Soroban算盤

Soroban・算盤

An exact calculator with a spreadsheet attached.

Type expressions into a scrolling log, or flip to a 26×1,000 grid where cells hold formulas, controls, and definitions. Underneath: an arbitrary-precision decimal engine — 0.1 + 0.2 is exactly 0.3, and money math never picks up floating-point drift.

Free & open source · macOS 14+ · saves plain, diffable files

Every behavior is a written, continuously-verified specification.

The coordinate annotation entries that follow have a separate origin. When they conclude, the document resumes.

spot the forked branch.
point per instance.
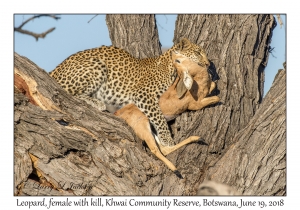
(36, 35)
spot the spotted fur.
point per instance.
(115, 78)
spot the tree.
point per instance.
(68, 147)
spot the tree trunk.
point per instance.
(137, 34)
(65, 146)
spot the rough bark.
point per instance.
(136, 34)
(256, 163)
(62, 143)
(237, 48)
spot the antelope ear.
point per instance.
(187, 80)
(184, 44)
(180, 88)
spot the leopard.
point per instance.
(110, 78)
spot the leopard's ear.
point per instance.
(183, 45)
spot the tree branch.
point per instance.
(36, 35)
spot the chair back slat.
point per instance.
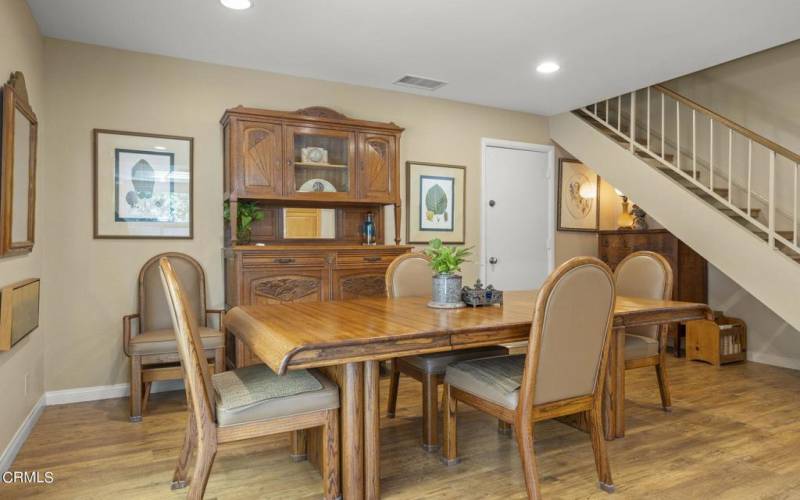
(154, 313)
(196, 374)
(569, 334)
(409, 276)
(644, 274)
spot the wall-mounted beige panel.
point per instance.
(19, 311)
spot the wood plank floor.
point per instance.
(734, 433)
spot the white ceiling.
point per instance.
(486, 50)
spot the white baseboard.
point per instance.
(771, 359)
(10, 453)
(98, 392)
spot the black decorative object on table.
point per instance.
(479, 296)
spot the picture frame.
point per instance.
(575, 210)
(143, 185)
(435, 195)
(18, 156)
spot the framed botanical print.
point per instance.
(578, 197)
(142, 185)
(435, 200)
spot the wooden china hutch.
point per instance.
(315, 174)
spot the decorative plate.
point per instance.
(317, 186)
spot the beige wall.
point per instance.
(760, 92)
(91, 282)
(21, 49)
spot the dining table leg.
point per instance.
(372, 441)
(619, 396)
(352, 428)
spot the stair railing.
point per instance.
(617, 112)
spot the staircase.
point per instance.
(729, 193)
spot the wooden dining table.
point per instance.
(347, 340)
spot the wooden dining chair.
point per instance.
(647, 274)
(562, 373)
(244, 403)
(148, 338)
(410, 276)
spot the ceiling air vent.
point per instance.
(419, 82)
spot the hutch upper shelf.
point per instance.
(313, 155)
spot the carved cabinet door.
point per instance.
(377, 167)
(355, 283)
(274, 286)
(259, 158)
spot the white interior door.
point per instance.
(518, 215)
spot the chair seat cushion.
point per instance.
(256, 393)
(496, 379)
(163, 341)
(638, 346)
(436, 363)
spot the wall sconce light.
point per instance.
(625, 219)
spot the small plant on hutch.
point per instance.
(446, 263)
(246, 213)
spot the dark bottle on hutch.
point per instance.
(368, 230)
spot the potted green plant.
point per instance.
(446, 264)
(247, 212)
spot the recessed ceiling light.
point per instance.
(237, 4)
(548, 67)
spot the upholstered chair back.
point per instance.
(182, 316)
(570, 332)
(409, 276)
(644, 274)
(154, 312)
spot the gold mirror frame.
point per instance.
(15, 98)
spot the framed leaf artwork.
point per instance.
(142, 185)
(578, 197)
(435, 200)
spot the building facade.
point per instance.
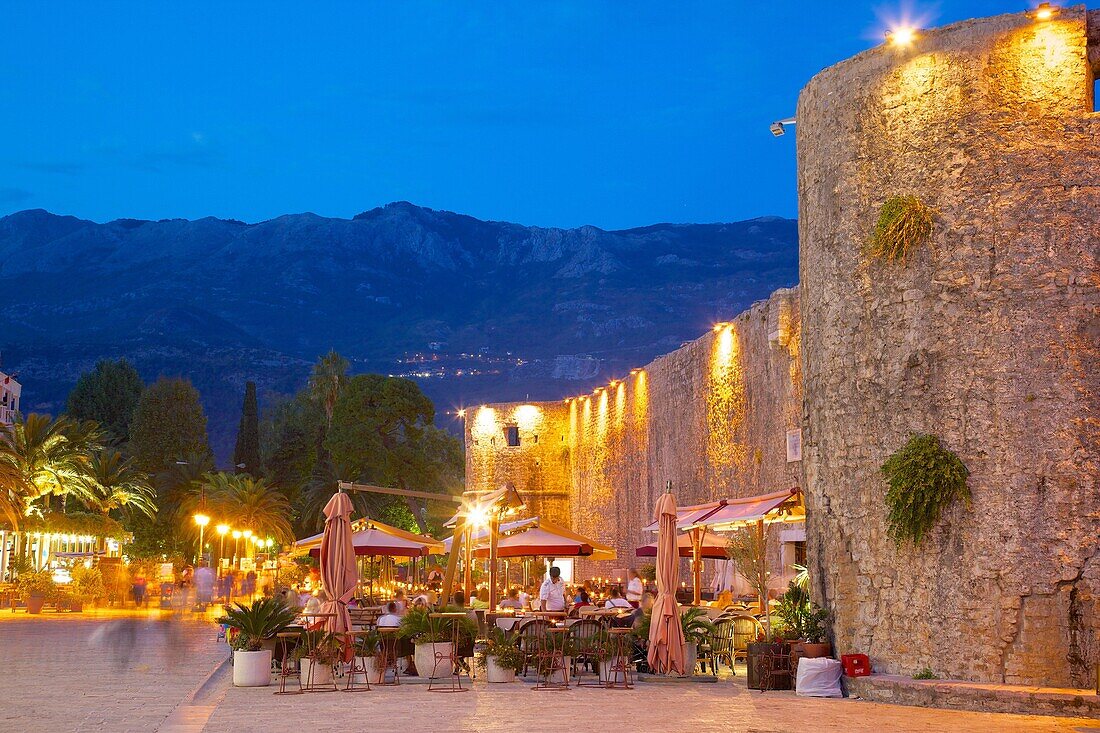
(10, 391)
(987, 336)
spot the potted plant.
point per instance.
(431, 636)
(36, 587)
(501, 657)
(804, 621)
(317, 654)
(370, 658)
(253, 624)
(697, 630)
(88, 584)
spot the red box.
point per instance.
(856, 665)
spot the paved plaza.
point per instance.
(121, 673)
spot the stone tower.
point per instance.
(988, 337)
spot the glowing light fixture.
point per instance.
(1045, 11)
(901, 36)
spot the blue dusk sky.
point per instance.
(556, 113)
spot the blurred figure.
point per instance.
(138, 587)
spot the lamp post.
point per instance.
(222, 531)
(237, 544)
(202, 521)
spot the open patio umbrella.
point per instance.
(666, 634)
(339, 576)
(712, 547)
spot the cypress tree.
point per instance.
(246, 452)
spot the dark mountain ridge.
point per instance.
(472, 309)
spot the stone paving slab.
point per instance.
(960, 695)
(108, 671)
(726, 706)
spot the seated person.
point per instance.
(389, 619)
(616, 601)
(512, 600)
(480, 600)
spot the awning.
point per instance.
(506, 528)
(375, 538)
(777, 506)
(541, 538)
(688, 515)
(714, 547)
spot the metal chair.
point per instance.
(550, 660)
(586, 635)
(530, 637)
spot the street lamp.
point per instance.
(222, 531)
(202, 521)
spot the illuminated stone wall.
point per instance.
(712, 417)
(989, 338)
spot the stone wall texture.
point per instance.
(711, 417)
(989, 338)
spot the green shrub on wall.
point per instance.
(904, 223)
(924, 478)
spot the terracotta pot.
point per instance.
(495, 673)
(425, 658)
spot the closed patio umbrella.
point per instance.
(339, 575)
(666, 634)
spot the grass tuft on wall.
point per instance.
(904, 223)
(924, 478)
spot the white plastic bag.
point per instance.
(818, 678)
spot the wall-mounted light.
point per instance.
(901, 36)
(1045, 11)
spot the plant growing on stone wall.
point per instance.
(904, 223)
(924, 478)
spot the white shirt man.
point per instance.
(552, 593)
(634, 589)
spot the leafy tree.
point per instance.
(168, 423)
(108, 395)
(328, 381)
(382, 433)
(117, 484)
(43, 457)
(249, 503)
(246, 452)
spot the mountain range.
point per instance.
(474, 310)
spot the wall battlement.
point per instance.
(989, 338)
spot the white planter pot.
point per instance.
(316, 674)
(252, 668)
(375, 669)
(425, 657)
(691, 657)
(605, 670)
(495, 673)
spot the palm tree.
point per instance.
(250, 503)
(117, 483)
(45, 457)
(327, 381)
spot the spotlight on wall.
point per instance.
(901, 36)
(779, 127)
(1045, 11)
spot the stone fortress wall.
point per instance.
(989, 338)
(712, 417)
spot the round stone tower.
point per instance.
(988, 337)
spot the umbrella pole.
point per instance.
(494, 531)
(696, 564)
(452, 561)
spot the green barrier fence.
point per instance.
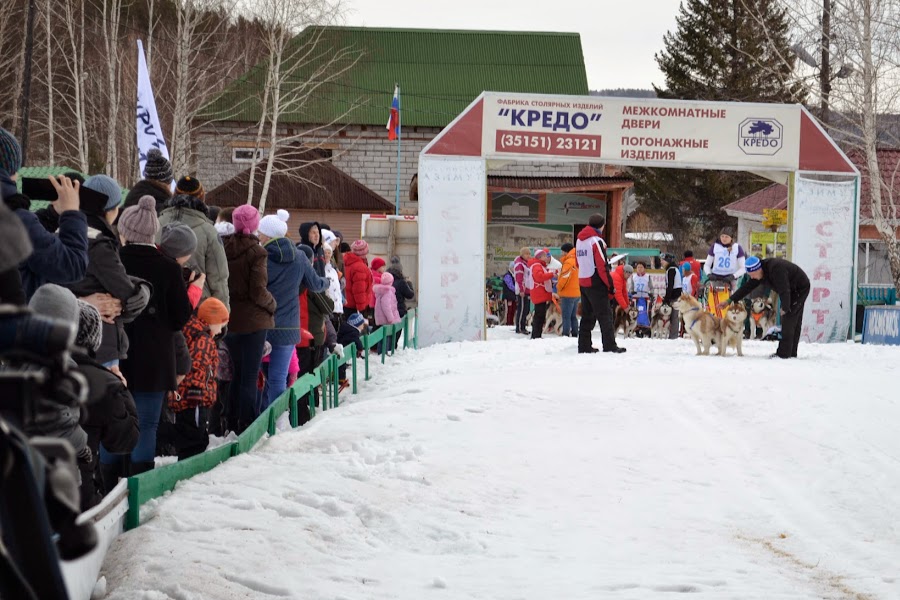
(153, 484)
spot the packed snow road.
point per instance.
(519, 469)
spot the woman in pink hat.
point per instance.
(252, 314)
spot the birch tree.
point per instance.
(301, 62)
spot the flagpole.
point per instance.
(399, 135)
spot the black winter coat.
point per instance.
(111, 420)
(787, 279)
(402, 289)
(106, 275)
(145, 187)
(150, 366)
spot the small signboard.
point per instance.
(881, 325)
(773, 217)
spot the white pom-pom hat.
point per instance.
(275, 225)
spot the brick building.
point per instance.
(440, 72)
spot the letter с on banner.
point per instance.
(665, 142)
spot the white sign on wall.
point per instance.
(451, 249)
(823, 246)
(667, 133)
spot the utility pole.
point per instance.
(825, 65)
(26, 79)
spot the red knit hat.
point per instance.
(213, 312)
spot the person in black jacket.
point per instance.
(150, 366)
(792, 286)
(673, 290)
(106, 282)
(111, 413)
(157, 182)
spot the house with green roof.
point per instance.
(439, 72)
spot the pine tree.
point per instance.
(722, 50)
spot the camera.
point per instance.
(39, 501)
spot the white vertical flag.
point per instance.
(148, 129)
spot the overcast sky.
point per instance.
(619, 37)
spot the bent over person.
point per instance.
(792, 286)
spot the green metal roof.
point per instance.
(439, 71)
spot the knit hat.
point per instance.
(107, 186)
(138, 224)
(177, 240)
(213, 312)
(190, 186)
(245, 219)
(158, 167)
(10, 153)
(359, 247)
(90, 328)
(56, 302)
(224, 228)
(752, 264)
(275, 225)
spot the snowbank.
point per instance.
(518, 469)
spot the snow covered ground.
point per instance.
(519, 469)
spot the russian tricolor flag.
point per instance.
(393, 125)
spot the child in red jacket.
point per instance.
(198, 391)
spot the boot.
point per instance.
(109, 476)
(140, 467)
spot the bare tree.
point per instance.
(302, 61)
(857, 84)
(72, 50)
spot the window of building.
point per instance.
(240, 155)
(874, 264)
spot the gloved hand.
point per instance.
(139, 299)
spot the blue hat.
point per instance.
(107, 186)
(752, 264)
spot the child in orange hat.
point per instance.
(198, 391)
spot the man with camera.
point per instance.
(56, 258)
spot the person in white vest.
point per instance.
(725, 261)
(673, 290)
(597, 288)
(640, 285)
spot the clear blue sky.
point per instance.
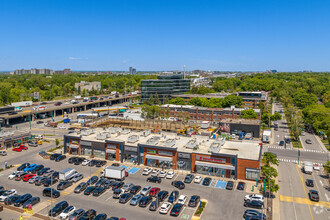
(286, 35)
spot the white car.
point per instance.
(145, 191)
(7, 194)
(197, 179)
(85, 162)
(155, 172)
(146, 171)
(12, 176)
(163, 174)
(182, 199)
(317, 167)
(170, 175)
(166, 206)
(254, 197)
(67, 212)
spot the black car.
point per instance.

Soroban's calculation log with computed results Soroban's calculation log with the environment inspector and autocomplete Soroban's spreadsheet grid: a mortgage model with formulas and controls Soroban's calculation log with computed results Soroban's spreadsheet grid: a mortgage model with formulas and controls Soroban's spreadsheet grid with the environment inspector

Built around one idea: be exact, then stay out of the way

Exact by construction

everywhere

Arbitrary-precision decimals: + − × and integer powers are exact, division carries 50 significant digits. Machin's 1706 formula recovers π to 51 places — in three typed lines.

Log and grid, one engine

log · grid

The calculator log and the spreadsheet share variables and functions. Reference B:1 from the log, use rate in a cell, sum a column with sum(A:1..A:9) — across worksheets too.

Custom functions

everywhere

Need a custom function? Add it. f(x) = x * 2 registers f(x) as a valid function. Custom functions support recursion, LaTeX-style /, and user-defined documentation.

Programmer friendly

log · cli

Anzan — Soroban's expression language — comes with data structure support including arrays, maps, strings, and booleans. We also support higher-order functions, lambdas, and a full language spec.

Live what-if controls

grid

rate = slider(0.08, 0, 0.2) renders as a draggable slider in its cell — plus steppers, checkboxes, dropdowns. The whole model recalculates as you drag; one undo step on release.

Named Cells

grid

Name a cell and write 'Projected Rate' * 12 instead of B:7. Sheet-scoped definitions render as λ and 𝑖 cells. Renames update every referencing formula.

Read your own workbook

grid

A formula can inspect the workbook itself — Workbook.worksheets["Budget"].cell("B", 1).value or the shorthand cell("A", 1).value, sheetNames(). Reads are live; log commands like updateCell and addWorksheet change it, one undo step each.

Data sheets that scale

grid

Import 100,000-row CSVs into SQLite-backed sheets inside the document — formulas reach every row (sum(Sales!C:2..C:100000)), opens stay instant.

Common formulas built in

everywhere

Support for common formulas across domains: statistics (median, stdev), algebra (sqrt, gcd), logic (if, and, or), finance (pmt, irr, xirr), and dates (edate, days).

A simple file format

log · grid

.soroban is a documented package of pretty-printed JSON (+ SQLite for data) — diffable, scriptable, hand-editable. CSV in and out.

Lives in your terminal

cli

The full language ships as a soroban CLI: an Anzan REPL with tab completion, signature hints, and persistent history — or pipe it (echo "fact(25)" | soroban) and script against real exit codes.

Documentation built in

everywhere

man(pmt) explains any built-in; ⌘/ opens a searchable reference. Your own functions get man pages from a trailing # comment — and every documented example is evaluated by the test suite, so the docs can't rot.

Make it yours

Ten built-in themes — Solarized, Dracula, Nord, gruvbox… — or drop a small JSON theme in Application Support to make your own. This site is wearing two of them.

Open source

Soroban is developed in the open — the calculation engine is a standalone, UI-free Swift package with hundreds of tests and executable Gherkin specs, including the mathematical identities that certify it (π via Machin, Nicomachus, the Gregorian leap rule…). Read it, audit it, build it yourself.